Santiago do Chile,
11 de setembro de 2043
Nos encontros de sábado do mês de setembro, muitos foram os projetos anunciados. Alguns já muito além da criação dos núcleos, da definição da matriz axiológica e da aprovação de cartas de princípios. Os relatos dos seus autores e atores eram “evidências de aprendizagem” de novas práticas, de uma nova educação.
Também em setembro, se fez a entrega às diretorias e à administração educacional dos planos de inovação e dos projetos de transformação vivencial, e se abriu caminho para construtivos diálogos. Um sistema hierárquico e autoritário dava lugar a uma construção social igualitária e democrática.
Imbuído dessa nova cultura, o dia 11 de setembro de todos os anos era tempo de rememorar tristes e antagónicas efemérides. Recordo bem – como se fosse hoje! – de um fim de tarde que me trouxe a notícia do fim da democracia chilena e das imagens, à hora do almoço, de aviões embatendo em arranha-céus. Numa cartinha enviada para ti, Alice, eu escrevi:
“Neste dia, pássaros metálicos derrubaram torres altaneiras e semearam a morte nas terras do Norte. Num outro “Onze de Setembro”, mensageiros da morte semearam sofrimento no sopé dos Andes, nas terras do Sul.
É verdade, querida Alice. Nos dias que sucederam ao teu nascimento, o reino dos pássaros vivia ensombrado pela compreensão de uma evidência: as sociedades que dispunham das melhores escolas eram as mesmas sociedades que produziam exércitos ocupantes e seres egoístas que, em nome do seu conforto, envenenavam os céus de todos os pássaros com gases letais.
Nesse tempo, também através da escola se perpetuavam insanos ciclos de violência e morte. Muito antes, no primeiro ano do vigésimo século da era dos homens (no tempo de um discreto anunciar da uma nova era), uma andorinha enunciou uma premonição jamais consumada. Essa andorinha acreditava que o vigésimo século do tempo dos homens seria chamado “o século da criança”. Acreditava que a escola faria dos pássaros e dos homens seres mais sábios e mais felizes. Porém, durante todo esse século, a Escola apenas reproduziria velhos rituais sem sentido. A escola dos homens não produzia humanidade. E produzia muitos bonsais humanos.”
Na América Latina desse tempo, havia uma tendência para causar a segunda morte de quem pugnou por uma nova Educação e por uma Cultura de Paz – a morte da memória. Vivíamos um tempo de múltiplas violências. Dar-vos-ei um exemplo das monstruosidades perpetradas por sub-humanos.

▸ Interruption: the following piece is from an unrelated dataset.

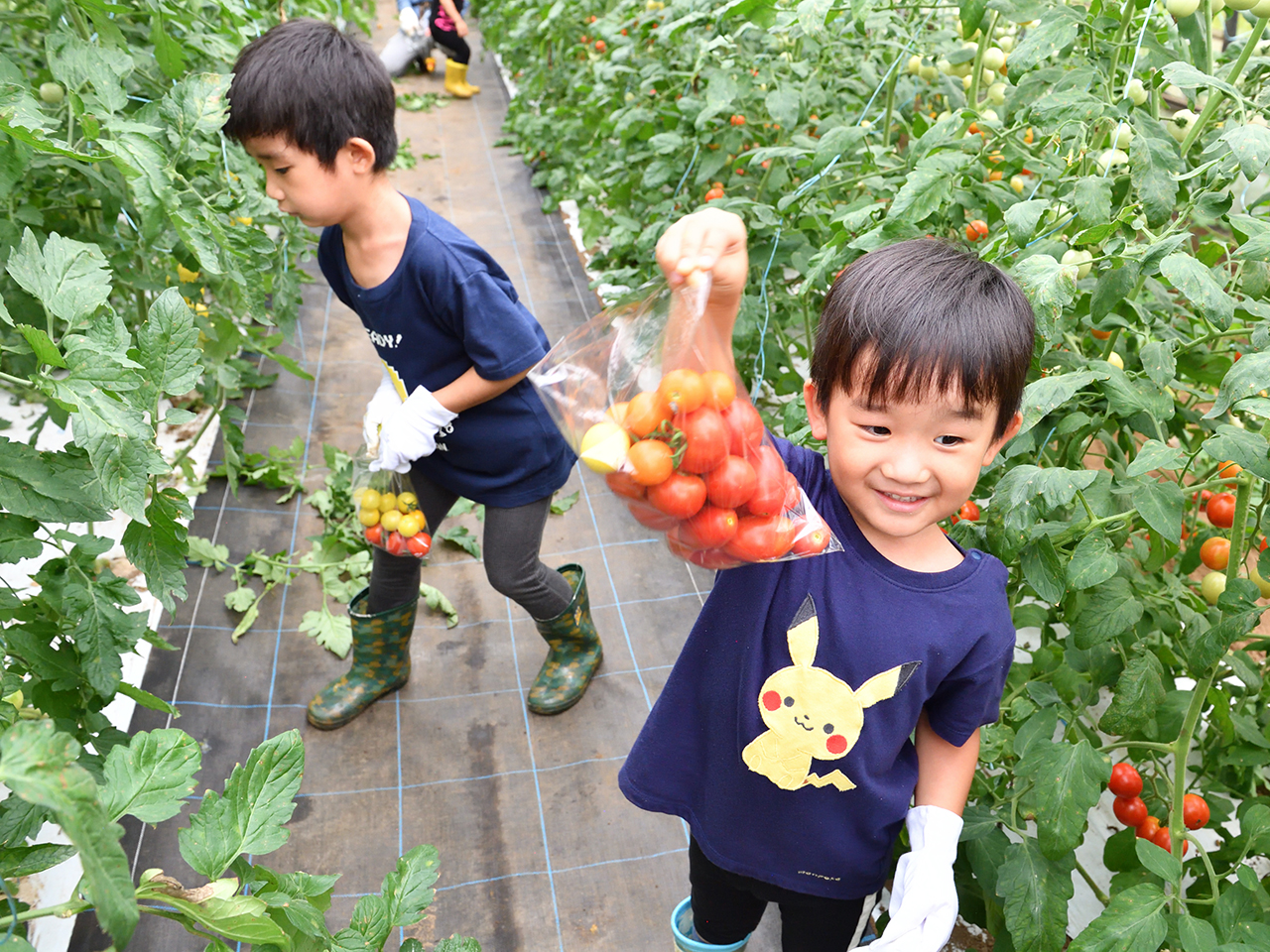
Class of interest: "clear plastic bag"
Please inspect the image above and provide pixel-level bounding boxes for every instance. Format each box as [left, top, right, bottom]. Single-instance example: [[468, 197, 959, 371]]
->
[[353, 445, 432, 558], [530, 274, 842, 568]]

O golpe militar do Chile causou mais de quinze mil mortos. Entre as vítimas da barbárie estava Víctor Jara, jovem poeta e compositor, que assumira um papel preponderante no desenvolvimento cultural do seu país.
No dia 11 de setembro de 1973, Víctor foi detido juntamente com um grupo de professores e seiscentos alunos, que se encontravam na Universidade Técnica do Estado. Foi levado para um estádio utilizado como campo de concentração.
Vítor não obedeceu à ordem militar de parar de tocar seu violão. Deceparam-lhe as mãos e o mataram.
A um passo da morte, contemplando com profunda tristeza o que acontecia com seu país, ditou o seu último poema. Dele extraio dois versos:
“É este o mundo que criaste, meu Deus?
Para isto os teus sete dias de assombro e trabalho?”
Aqueles dias de setembro de vinte e três foram premonitórios, sinais evidentes de um novo tempo. Não eram apenas as democracias frágeis que urgia perseverar. Era preciso anunciar, sob múltiplas formas, o esboço de uma Escola Pública berço de uma nova cidadania, que Sérgio e Anísio tinham proposto.
Um futuro-presente de Amor e da Paz despontava.